Laura Miller, writing in Becker’s Spine Review, reports that spine surgeons experienced a 6% growth in average compensation between 2009 and 2010. The average spine surgeon made $760, 782 in 2010, according to MGMA’s Physician Compensation and Production Survey. Spine surgeons working in the Midwest made the most money, taking home $777, 988. The Midwest is the highest compensating region of the country for spine surgeons.

Miller also reported that spine surgeons working for hospitals made more (an average of $714, 088) than those in private practice ($653, 392). Spine surgeons just starting out are earning $452, 000 in hospital contracts which is less than what is earned by hip and joint surgeons who receive around $597, 000. In addition Miller notes that orthopedic surgeons receive sign-on bonuses that vary from $40, 000 to $60, 000.

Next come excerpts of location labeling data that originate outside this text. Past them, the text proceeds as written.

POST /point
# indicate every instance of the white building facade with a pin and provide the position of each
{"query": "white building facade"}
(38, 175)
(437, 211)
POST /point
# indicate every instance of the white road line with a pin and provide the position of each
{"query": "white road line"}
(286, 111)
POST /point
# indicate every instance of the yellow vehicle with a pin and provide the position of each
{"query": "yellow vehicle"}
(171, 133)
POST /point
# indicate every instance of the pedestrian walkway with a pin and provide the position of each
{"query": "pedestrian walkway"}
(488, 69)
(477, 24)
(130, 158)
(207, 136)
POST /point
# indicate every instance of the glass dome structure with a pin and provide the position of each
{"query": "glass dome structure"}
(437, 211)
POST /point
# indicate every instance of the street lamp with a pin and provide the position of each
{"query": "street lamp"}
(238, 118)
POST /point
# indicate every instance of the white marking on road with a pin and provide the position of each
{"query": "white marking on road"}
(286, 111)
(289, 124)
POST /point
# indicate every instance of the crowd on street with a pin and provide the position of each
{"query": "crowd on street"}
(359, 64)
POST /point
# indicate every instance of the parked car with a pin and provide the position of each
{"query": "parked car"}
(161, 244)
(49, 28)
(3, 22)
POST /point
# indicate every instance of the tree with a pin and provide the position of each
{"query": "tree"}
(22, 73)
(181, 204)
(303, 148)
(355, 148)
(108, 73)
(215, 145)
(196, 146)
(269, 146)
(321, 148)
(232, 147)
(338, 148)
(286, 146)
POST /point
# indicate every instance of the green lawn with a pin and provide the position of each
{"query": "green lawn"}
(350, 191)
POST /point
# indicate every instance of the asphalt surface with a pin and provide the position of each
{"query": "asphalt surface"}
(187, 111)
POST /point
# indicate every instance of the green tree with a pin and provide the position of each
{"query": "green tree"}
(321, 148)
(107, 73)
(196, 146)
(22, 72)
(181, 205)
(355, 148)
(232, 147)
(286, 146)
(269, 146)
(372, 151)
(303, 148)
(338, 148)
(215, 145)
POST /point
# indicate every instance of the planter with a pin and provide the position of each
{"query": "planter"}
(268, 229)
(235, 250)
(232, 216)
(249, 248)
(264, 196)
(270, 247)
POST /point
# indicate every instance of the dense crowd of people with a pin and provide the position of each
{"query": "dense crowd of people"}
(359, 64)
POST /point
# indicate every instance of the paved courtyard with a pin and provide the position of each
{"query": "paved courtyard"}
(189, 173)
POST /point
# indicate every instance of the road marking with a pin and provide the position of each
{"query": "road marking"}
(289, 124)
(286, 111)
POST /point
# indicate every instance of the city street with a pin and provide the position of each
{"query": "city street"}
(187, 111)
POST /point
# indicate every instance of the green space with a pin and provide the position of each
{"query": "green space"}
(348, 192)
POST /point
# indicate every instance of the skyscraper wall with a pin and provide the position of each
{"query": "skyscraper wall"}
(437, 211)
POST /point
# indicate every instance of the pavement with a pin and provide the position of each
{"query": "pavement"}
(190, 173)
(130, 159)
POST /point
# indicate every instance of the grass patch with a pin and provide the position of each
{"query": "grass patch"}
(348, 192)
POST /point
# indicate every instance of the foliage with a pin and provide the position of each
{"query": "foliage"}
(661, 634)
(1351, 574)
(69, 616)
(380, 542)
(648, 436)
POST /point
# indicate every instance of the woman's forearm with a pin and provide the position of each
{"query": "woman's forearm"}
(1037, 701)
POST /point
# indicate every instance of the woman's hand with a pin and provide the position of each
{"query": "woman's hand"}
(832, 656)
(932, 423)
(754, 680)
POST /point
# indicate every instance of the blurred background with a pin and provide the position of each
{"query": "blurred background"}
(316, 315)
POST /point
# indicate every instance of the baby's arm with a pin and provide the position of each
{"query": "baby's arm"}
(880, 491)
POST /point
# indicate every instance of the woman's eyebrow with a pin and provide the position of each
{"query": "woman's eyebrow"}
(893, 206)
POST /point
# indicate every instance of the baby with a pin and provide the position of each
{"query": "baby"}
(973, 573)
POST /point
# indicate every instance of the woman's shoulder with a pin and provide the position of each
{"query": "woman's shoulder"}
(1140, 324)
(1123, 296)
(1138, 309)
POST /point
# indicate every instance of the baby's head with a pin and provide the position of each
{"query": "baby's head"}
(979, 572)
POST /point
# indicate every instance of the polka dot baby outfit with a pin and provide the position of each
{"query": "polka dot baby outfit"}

If one is a spine surgeon in private practice, it pays to practice in multispecialty groups. They compensate higher, paying $102, 577 more than is paid to spine surgeons in single specialty groups. Both groups of spine surgeons earned significantly more in 2010 than in 2009.Those in single specialty groups received $627, 000 in 2010, which is an increase of $22, 000 over the previous year. However, spine surgeons in multispecialty groups did better, receiving on-average $729, 000 in 2010, which is about $107, 000 more than they received in 2009.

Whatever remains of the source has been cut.